There are some samples I can think of and intersted to see what others may have suggested.
- encouraging or even mandating your leadership team to complete a number of engagement activities regularly.
- facilitating leadership talks
I thought these might be helpful since it allows those in leadership to see how the work is being conducted. It also helps create a space where the whole team can freely discuss, improve, or even contribute the operations as a whole
Great conversation happening here, everyone!
I’ve converted this from a question to a discussion, so there won’t have to be a “best answer” to close the post. And the title has been updated as well so it’s members can find the post more easily.
Hi @catson ,
We have a few different strategies:
- The obvious one - dashboards
- This helps us to give senior leadership remote, high level visibility of what is happening on site. For us it is things like:
- Number of vessels serviced, tonnes of cargo moved, hours worked, number of observations, number of incidents, counts of damage, out of service hours, dock level etc
- We now also include the results from SafetyCulture inspections, so even our Exec are made aware of failed responses and non-conformances. Having a leaderboard of the lowest scoring areas really helps to focus where it matters.
- The intranet. This lets us share images, news and stories from around the business. This is a great way to show the people that are office based what is happening out in the field, and what some of their colleagues get up to on a daily basis.
- We will include things like: record beating discharge time on vessel X, new initiative in department Y, behind the scenes look at operating piece of equipment Z
But nothing really beats getting them out on site. For that we have:
- Visible Felt Leadership Tours. Every member of senior leadership has to carry out at least two of these a month. There is no checklist or form for this, it is more about having open and honest conversations with front line staff. The only thing we track is that a tour was conducted.

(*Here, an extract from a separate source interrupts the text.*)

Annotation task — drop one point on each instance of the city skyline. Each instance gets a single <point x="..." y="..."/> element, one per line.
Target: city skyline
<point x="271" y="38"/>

- We have an excellent reporting system for this where if one of your line reports has not reached the target of 2 in that month, you flag up as red, as does your line manager - all the way up to the Exec. Believe me, nobody wants to be responsible for that little red box.
- Site Inspections. This is where SafetyCulture comes in. We have a series templates for different types of operations that forces senior leadership to actually walk the site and check things are as they should be. This was a bit of an eye opener when managers from other areas inspect welfare facilities for other teams and find them to be inadequate. Things improved very rapidly once these inspections became the norm.
- One of the best features of SafetyCulture is the ability to add Instructions. We use this field to specify what should actually be in place for every check. There are lots of requirements that most people dont know. ‘Are welfare facilities adequate?’ is pretty subjective, but when there is some extra detail telling you exactly what is required then it is hard to go wrong.